Manzanas y galletas
“No hay cosa más sana, que pintar una manzana.”
Se acerca el día en que una simple zanahoria, vista con otros ojos, desencadenará una revolución.
Paul Cézanne sabía mejor que nadie que el arte había cambiado y esta profética frase se hizo realidad, en parte gracias a sus avances en el terreno pictórico. Eso sí… cambiemos zanahoria por manzana.
Las naturalezas muertas de este pintor son sorprendentes. Ya no solo por las composiciones, con las que consigue equilibrios milagrosos, sino por su revolucionarias innovaciones en la estilización de formas y por traducir los volúmenes en puro color.
Cézanne recuperó un género siempre tan vapuleado y lo volvió a ennoblecer: «¡Con una manzana, quiero sorprender a París!», dijo en una ocasión. Y lo consiguió, aunque quizás tras su muerte, cuando fue valorado, o más bien idolatrado.

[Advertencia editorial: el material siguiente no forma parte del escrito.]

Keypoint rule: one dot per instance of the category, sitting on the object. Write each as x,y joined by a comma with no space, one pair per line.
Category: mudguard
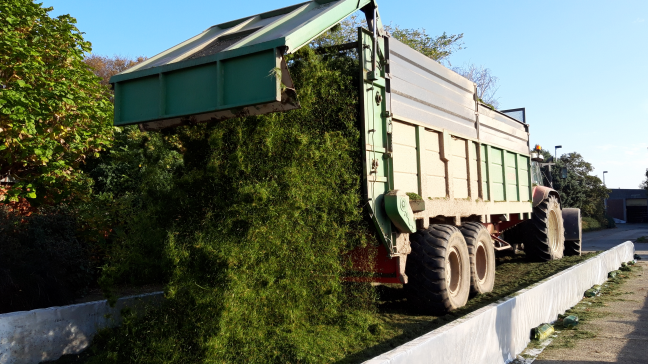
540,193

Las manzanas fueron, por así decirlo, musas del artista. Estas «esferas inestables» se amontonaban en su estudio, inspirando sus revolucionarios experimentos. Las simbólicas frutas sustituyeron a las flores, que se marchitaban rápido. Las manzanas también cambiaban de color (pintó manzanas rojas, verdes y amarillas), pero conservaban su esencia, su imponente geometría. En sus cuadros, a veces son macizas como piedras, y recuerdan en ocasiones a paisajes acantilados.
También está la leyenda de que cuando Cézanne y el escritor Emile Zola estudiaron juntos, a este último sus compañeros le hacían bullying. Cézanne defendió a su colega del acoso y recibió una paliza. En agradecimiento, Zola le dejó un cesto de manzanas en el dintel de su puerta. Quizás es así como el pintor le devuelve el regalo a su amigo. [1]
Años después sería Zola el que animaría a Cézanne a mudarse a París para emprender su carrera como artista, aunque más tarde se distanciarían a causa de un libro de Zola, en el que retrata a un pintor incomprendido y con muy mala suerte en el que Cézanne se vio reflejado.